# TiP SigN iN mY uBeR



## Driver Ed (Dec 24, 2017)

Has anyone had success using an original TIP SIGN in your car? Which idea works best? Mine uses humor and it delivers tips daily. 

Share your Tip Sign story.


----------



## kc ub'ing! (May 27, 2016)

Uber fares never included a tip! You are perpetuating a myth that we drivers have suffered with since day one ! Edit your sign immediately!


----------



## TheFixer1 (Jan 29, 2017)

Use the search function in this forum, you will get your answer.


----------



## Pax Collector (Feb 18, 2018)

I only tip drivers that do the Heimlich maneuver on me so no, no tip for you.


----------



## upyouruber (Jul 24, 2017)

Driver Ed said:


> Has anyone had success using an original TIP SIGN in your car? Which idea works best? Mine uses humor and it delivers tips daily.
> 
> Share your Tip Sign story.


Dude, as you already know, I Will Tip You In The App! Really! I really, really will


----------



## Rakos (Sep 2, 2014)

upyouruber said:


> Dude, as you already know, I Will Tip You In The App! Really! I really, really will


And I will TiP YoU WeLL...!


----------



## upyouruber (Jul 24, 2017)

Rakos said:


> And I will TiP YoU WeLL...!


You will?
Oh thank you, thank you, thank you!!!


----------



## UberXBoston (Aug 13, 2014)

How is your sign working out? Do you actually get higher tips with that?


----------



## Columbian Harem (Mar 29, 2019)

Driver Ed said:


> Has anyone had success using an original TIP SIGN in your car? Which idea works best? Mine uses humor and it delivers tips daily.
> 
> Share your Tip Sign story.


How about your resume and a sign that says "Please help me get a real job, Dara is holding me hostage"?


----------



## Oscar Levant (Aug 15, 2014)

Driver Ed said:


> Has anyone had success using an original TIP SIGN in your car? Which idea works best? Mine uses humor and it delivers tips daily.
> 
> Share your Tip Sign story.


I really don't care what others think and if it works for you. Tip signs in taxis, rideshares, limos, etc, are TACKY and I assure you older people will find it offensive. You might not care, but that is my two cents.
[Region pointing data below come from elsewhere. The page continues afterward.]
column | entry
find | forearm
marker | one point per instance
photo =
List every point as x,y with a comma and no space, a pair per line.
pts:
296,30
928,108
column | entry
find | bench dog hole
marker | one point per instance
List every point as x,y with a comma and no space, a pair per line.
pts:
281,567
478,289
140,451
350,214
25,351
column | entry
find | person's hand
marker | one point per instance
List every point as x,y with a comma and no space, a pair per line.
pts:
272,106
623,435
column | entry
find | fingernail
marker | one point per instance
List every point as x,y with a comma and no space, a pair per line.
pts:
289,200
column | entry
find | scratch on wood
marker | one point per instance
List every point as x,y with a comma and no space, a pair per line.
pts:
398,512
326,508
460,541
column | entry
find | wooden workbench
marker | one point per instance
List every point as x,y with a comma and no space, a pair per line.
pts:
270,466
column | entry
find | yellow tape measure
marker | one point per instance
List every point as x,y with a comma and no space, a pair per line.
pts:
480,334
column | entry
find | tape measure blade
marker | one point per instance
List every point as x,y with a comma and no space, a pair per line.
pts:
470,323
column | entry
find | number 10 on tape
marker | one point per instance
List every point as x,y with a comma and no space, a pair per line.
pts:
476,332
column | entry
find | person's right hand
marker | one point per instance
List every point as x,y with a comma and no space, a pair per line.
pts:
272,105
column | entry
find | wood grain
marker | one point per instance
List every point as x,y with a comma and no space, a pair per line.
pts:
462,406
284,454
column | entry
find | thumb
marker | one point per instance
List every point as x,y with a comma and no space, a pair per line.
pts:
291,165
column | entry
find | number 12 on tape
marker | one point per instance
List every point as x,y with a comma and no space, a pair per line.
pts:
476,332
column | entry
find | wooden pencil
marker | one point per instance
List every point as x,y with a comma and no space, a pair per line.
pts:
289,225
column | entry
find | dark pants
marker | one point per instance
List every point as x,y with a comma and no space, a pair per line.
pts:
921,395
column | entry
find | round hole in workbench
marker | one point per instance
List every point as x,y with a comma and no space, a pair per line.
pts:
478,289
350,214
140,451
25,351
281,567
I do put a few bills in my center panel cup holder, which is discreet. Discreet, sans signs, is OK. I get most tips in the app, anyway.


----------



## UberBastid (Oct 1, 2016)

Took an Uber as a pax recently. Sign said, "Welcome to Plan B, when Plan A is just too expensive."
He made me laugh - I'll pay for that.


----------